Over the past several decades the diversity and abundance of Amphibia have declined precipitously: estimates for the amphibian extinction rate range from tens to tens of thousands of times the typical background rate of species loss. Despite conservation efforts (Amphibian Ark) and some publicity, most people I speak to are completely unaware of this catastrophic decline. Over the past decade or so, it has become clear that there are several major causes. The most important appears to be habitat loss. As freshwater swamps and marshes are drained to build the endless suburban sprawl of tract housing, and forests are bulldozed into the chippers, amphibian habitats are dwindling. Acidification of lakes and ponds, other forms of pollution, and an infectious fungal disease (chytridiomycosis), are also implicated.
Many think that the reason amphibians have been among the hardest hit groups in the current anthropogenic mass extinction event (the Holocene mass extinction) is because these animals have aquatic larval stages and a terrestrial or amphibious adult stage, and can be negatively impacted by changes in both the aquatic and terrestrial environments. The process of metamorphosis, which typically occurs in an aquatic environment (or at least an aqueous one–think about the bromeliad treefrog!), is biochemically sensitive. For these reasons, some refer to amphibians as the “canaries in the coal mine” of ecosystems.

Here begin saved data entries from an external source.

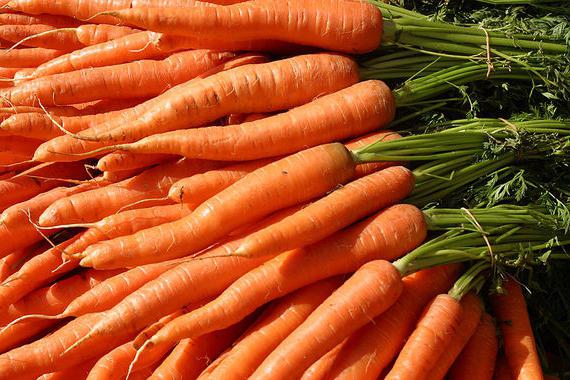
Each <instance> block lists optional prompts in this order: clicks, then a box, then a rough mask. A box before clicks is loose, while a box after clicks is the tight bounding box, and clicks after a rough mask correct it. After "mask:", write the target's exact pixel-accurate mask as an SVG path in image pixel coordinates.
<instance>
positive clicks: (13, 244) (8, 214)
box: [0, 183, 95, 257]
mask: <svg viewBox="0 0 570 380" xmlns="http://www.w3.org/2000/svg"><path fill="white" fill-rule="evenodd" d="M94 186H95V185H94V184H92V183H88V184H85V185H79V186H74V187H72V188H63V187H57V188H54V189H51V190H49V191H47V192H45V193H41V194H39V195H36V196H35V197H33V198H31V199H29V200H26V201H24V202H21V203H17V204H15V205H13V206H10V207H8V208H7V209H6V210H4V212H3V213H2V215H1V216H0V239H2V242H3V243H2V246H1V247H0V257H3V256H5V255H7V254H9V253H10V252H12V251H14V250H17V249H20V248H24V247H26V246H29V245H32V244H34V243H36V242H38V241H41V240H42V236H41V235H40V234H39V233H38V232H37V231H36V229H35V228H34V226H33V225H32V224H31V223H30V222H29V220H28V216H27V213H29V215H30V218H31V219H32V220H37V217H38V216H39V215H40V214H41V213H42V212H44V210H46V209H47V208H48V206H49V205H50V204H51V203H53V202H54V201H56V200H57V199H59V198H63V197H66V196H69V195H72V194H77V193H80V192H82V191H87V190H88V189H90V188H92V187H94ZM55 232H57V231H56V230H46V231H44V234H46V235H52V234H54V233H55Z"/></svg>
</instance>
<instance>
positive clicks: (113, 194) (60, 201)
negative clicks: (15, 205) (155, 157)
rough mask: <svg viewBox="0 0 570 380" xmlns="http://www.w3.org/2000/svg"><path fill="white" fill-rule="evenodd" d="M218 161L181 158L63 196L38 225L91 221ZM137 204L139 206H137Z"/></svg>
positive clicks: (164, 186) (153, 197)
mask: <svg viewBox="0 0 570 380" xmlns="http://www.w3.org/2000/svg"><path fill="white" fill-rule="evenodd" d="M217 165H219V163H215V162H211V161H190V160H185V159H183V160H180V161H177V162H173V163H170V164H167V165H163V166H160V167H156V168H152V169H149V170H146V171H144V172H143V173H141V174H139V175H138V176H135V177H133V178H129V179H126V180H124V181H121V182H118V183H114V184H111V185H108V186H102V187H100V188H97V189H93V190H90V191H87V192H84V193H82V195H80V194H77V196H70V197H65V198H62V199H60V200H58V201H56V202H54V203H53V204H51V205H50V206H49V207H48V208H47V209H46V210H45V211H44V212H43V213H42V214H41V215H40V217H39V223H40V225H42V226H44V227H47V226H57V225H62V224H64V225H66V224H75V223H92V222H96V221H98V220H100V219H102V218H104V217H106V216H109V215H111V214H113V213H115V212H117V211H119V210H120V209H121V208H123V207H124V206H128V205H130V204H132V203H134V202H137V201H140V200H143V199H148V198H162V197H164V196H165V195H166V194H167V193H168V189H169V188H170V186H171V185H172V184H173V183H174V182H176V181H177V180H179V179H180V178H183V177H186V176H188V175H192V174H195V173H199V172H202V171H206V170H209V169H212V168H214V167H216V166H217ZM139 208H140V207H139Z"/></svg>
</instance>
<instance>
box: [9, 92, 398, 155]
mask: <svg viewBox="0 0 570 380" xmlns="http://www.w3.org/2000/svg"><path fill="white" fill-rule="evenodd" d="M12 100H13V99H12ZM395 109H396V107H395V103H394V98H393V96H392V94H391V91H390V89H389V88H388V86H386V85H385V84H384V83H383V82H382V81H366V82H361V83H358V84H355V85H353V86H351V87H348V88H345V89H342V90H340V91H338V92H335V93H333V94H330V95H325V96H323V97H321V98H318V99H316V100H314V101H312V102H310V103H307V104H304V105H302V106H299V107H297V108H294V109H292V110H290V111H288V112H285V113H281V114H278V115H275V116H270V117H267V118H264V119H261V120H258V121H253V122H248V123H243V124H237V125H231V126H224V127H207V128H197V129H189V130H179V131H172V132H167V133H162V134H155V135H152V136H149V137H146V138H144V139H142V140H139V141H137V142H135V143H131V144H124V145H118V146H116V148H118V149H120V150H125V151H128V152H135V153H136V152H138V153H169V154H178V155H181V156H185V157H193V158H202V159H211V160H226V161H231V160H253V159H260V158H265V157H275V156H280V155H284V154H290V153H294V152H296V151H299V150H301V149H303V148H306V147H310V146H315V145H319V144H323V143H328V142H333V141H338V140H342V139H346V138H349V137H354V136H358V135H362V134H363V133H367V132H370V131H371V130H373V129H377V128H381V127H382V126H384V125H386V124H387V123H388V122H389V121H391V120H392V118H393V117H394V112H395Z"/></svg>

As a photographer, one of my favorite subjects is hunting waders: please see Stalking the Hunters. Along with fish, crawfish, and aquatic insects, amphibians (primarily frogs and tadpoles, and to a lesser extent salamanders) form a staple of the wader diet. Other predatory birds, Loggerhead Shrikes, for example, also eat amphibians. Shrikes are fascinating birds known to kill their prey by impaling it on sharp objects, usually thorns. On one, and only one, occasion we heard what we thought was a frog call coming from above. We looked up to notice a Loggerhead Shrike on wire over a frog-filled bayou. Was this a simple case of mimicry? Or deception—trying to get a frog to divulge its location? Research turned up no mention of Loggerheads making frog calls. Shrikes are known to deceive each other away from kills with frightening false alarm calls–so they’re not above trickery. The Asian Rufous-backed Shrike is an accomplished mimic, and, of course, the Northern Mockingbird is known to mimic frog calls, but a Loggerhead Shrike? We will continue to keep our eyes and ears peeled for this phenomenon. If we heard what what we think we heard, we hope the time a Shike’s frog-call goes unanswered never comes.